Re: RFR: JDK-8032050: TEST_BUG: java/rmi/activation/Activatable/shutdownGracefully/ShutdownGracefully.java fails intermittently

2014-02-12 Thread Stuart Marks

Hi Tristan,

JavaVM.waitFor looks mostly fine. The indentation of the start of the 
waitFor(timeout) javadoc comment is a bit off, though; please fix.


There are still some adjustments that need to be made in 
ShutdownGracefully.java. Both have to do with the case where the last 
registration succeeds unexpectedly -- this is the one that we expect to fail.


First, if this registration has succeeded unexpectedly, that means rmid is still 
running. If that occurs, the call to rmid.waitFor(timeout) will inevitably time 
out. It may be worth calling rmid.destroy() directly at this point.

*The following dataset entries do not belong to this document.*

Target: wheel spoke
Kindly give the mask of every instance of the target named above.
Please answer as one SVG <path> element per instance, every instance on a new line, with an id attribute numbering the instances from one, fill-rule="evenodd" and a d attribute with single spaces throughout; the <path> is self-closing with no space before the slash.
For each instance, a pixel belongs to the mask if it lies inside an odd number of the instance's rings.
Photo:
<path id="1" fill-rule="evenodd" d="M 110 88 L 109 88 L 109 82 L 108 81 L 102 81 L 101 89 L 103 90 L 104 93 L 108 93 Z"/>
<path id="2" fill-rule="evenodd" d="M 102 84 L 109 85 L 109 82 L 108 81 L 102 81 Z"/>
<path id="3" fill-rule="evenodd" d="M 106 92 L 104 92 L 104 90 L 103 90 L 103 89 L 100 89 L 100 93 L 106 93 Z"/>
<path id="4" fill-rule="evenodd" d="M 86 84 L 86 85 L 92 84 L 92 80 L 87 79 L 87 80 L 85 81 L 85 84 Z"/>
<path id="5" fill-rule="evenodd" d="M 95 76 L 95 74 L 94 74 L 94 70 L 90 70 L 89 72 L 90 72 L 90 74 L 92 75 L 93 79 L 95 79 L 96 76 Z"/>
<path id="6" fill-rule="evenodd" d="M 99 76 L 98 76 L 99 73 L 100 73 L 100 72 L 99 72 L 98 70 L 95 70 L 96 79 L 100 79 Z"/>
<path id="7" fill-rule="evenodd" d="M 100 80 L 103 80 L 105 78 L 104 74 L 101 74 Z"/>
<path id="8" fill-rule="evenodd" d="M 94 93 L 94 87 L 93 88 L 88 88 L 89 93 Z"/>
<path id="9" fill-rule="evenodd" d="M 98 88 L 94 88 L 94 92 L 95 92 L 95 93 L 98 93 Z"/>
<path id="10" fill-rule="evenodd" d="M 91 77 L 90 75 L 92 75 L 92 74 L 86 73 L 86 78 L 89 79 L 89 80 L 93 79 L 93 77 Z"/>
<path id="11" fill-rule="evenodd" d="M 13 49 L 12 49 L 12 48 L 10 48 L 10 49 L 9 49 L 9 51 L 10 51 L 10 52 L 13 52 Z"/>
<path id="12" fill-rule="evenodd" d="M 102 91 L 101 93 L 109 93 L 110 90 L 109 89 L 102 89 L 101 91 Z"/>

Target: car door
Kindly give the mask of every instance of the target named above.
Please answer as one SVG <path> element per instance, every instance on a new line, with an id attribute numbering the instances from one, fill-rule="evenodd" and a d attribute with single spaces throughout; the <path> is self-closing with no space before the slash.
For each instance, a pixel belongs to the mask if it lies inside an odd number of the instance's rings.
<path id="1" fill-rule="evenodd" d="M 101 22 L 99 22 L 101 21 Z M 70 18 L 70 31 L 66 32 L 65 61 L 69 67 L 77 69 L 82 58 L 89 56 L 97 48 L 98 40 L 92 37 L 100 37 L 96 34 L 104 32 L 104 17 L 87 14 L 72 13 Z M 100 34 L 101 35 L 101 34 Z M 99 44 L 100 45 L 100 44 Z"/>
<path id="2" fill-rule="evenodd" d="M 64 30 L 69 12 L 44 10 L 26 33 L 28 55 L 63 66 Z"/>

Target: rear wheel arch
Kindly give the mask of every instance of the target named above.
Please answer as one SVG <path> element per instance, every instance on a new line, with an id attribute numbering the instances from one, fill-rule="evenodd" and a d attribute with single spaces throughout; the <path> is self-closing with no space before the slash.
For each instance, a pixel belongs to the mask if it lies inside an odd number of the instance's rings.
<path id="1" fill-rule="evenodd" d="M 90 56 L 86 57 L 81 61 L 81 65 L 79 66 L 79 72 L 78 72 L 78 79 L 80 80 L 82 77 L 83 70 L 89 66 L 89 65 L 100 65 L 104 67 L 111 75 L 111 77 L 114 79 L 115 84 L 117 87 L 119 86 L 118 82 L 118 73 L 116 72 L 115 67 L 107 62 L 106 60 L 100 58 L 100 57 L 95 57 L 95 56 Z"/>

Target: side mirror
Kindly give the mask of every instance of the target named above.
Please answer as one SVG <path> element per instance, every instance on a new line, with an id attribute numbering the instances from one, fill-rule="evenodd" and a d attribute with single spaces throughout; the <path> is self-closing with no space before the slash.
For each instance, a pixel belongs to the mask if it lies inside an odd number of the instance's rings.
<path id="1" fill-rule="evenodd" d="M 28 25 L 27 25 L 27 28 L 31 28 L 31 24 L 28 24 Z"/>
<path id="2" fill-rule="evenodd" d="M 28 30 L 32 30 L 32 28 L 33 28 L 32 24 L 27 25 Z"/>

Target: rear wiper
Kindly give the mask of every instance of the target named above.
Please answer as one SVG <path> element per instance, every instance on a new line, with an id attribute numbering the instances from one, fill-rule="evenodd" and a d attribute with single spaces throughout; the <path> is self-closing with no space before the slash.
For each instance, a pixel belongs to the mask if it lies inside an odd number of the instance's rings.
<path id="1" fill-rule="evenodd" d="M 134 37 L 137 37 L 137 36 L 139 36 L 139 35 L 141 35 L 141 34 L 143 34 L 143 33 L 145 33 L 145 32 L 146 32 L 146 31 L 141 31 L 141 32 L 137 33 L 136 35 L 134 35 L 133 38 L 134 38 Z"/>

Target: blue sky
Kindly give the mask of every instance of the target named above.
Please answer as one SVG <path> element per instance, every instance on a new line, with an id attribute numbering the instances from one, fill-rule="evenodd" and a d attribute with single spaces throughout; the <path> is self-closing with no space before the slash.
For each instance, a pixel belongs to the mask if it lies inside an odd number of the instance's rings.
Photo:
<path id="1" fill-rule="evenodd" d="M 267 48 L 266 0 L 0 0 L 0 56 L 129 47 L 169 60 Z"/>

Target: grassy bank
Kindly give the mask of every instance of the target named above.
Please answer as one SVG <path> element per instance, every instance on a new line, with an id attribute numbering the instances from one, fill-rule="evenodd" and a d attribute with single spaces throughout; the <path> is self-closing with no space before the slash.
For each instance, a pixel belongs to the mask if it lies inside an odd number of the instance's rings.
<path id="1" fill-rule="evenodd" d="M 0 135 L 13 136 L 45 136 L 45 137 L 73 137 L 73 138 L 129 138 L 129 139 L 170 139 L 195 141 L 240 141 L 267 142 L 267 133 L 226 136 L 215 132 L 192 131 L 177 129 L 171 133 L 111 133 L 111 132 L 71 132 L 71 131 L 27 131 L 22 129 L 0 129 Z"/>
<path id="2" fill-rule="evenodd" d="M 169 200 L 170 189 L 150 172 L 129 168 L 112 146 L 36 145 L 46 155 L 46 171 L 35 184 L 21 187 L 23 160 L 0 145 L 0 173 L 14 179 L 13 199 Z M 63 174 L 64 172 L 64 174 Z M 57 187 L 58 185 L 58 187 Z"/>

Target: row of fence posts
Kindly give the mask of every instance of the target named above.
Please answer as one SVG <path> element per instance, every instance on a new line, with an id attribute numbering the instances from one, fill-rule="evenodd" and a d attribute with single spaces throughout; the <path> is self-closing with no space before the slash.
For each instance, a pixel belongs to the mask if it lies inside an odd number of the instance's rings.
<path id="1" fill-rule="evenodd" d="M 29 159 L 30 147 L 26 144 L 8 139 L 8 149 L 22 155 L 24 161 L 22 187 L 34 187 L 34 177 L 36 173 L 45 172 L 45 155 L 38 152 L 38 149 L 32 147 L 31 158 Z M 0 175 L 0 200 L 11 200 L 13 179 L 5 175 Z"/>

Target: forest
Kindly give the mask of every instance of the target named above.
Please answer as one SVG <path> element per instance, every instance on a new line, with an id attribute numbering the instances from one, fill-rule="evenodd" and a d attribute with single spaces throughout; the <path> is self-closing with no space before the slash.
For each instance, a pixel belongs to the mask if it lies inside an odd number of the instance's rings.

Second, still in the succeeded-unexpectedly case, at line 154 TestLibrary.bomb() 
is called. This throws an exception, but it's caught by the catch-block at lines 
157-158, which calls TestLibrary.bomb() again, saying "unexpected exception". 
Except that this is kind of expected, since it was thrown from an earlier call 
to TestLibrary.bomb(). This is quite confusing.


There are several cases that need to be handled.

1. Normal case. Registration fails as expected, rmid has terminated gracefully. 
Test passes.


2. Rmid is still running and has processed the registration request 
successfully. Need to kill rmid and fail the test.


3. Rmid is still running but is in some bad state where the registration request 
failed. Need to kill rmid and fail the test.


4. Some other unexpected failure. This is what the catch and finally blocks at 
lines 157-161 are for.


These four cases need to be handled independently. Ideally they should be 
separated from the cleanup code. As noted above, you don't want to throw an 
exception from the try-block, because it will get caught by your own catch 
block. Similarly, it's tempting to return from the midst of the try-block in the 
success case, but this still runs the finally-block. This can be quite confusing.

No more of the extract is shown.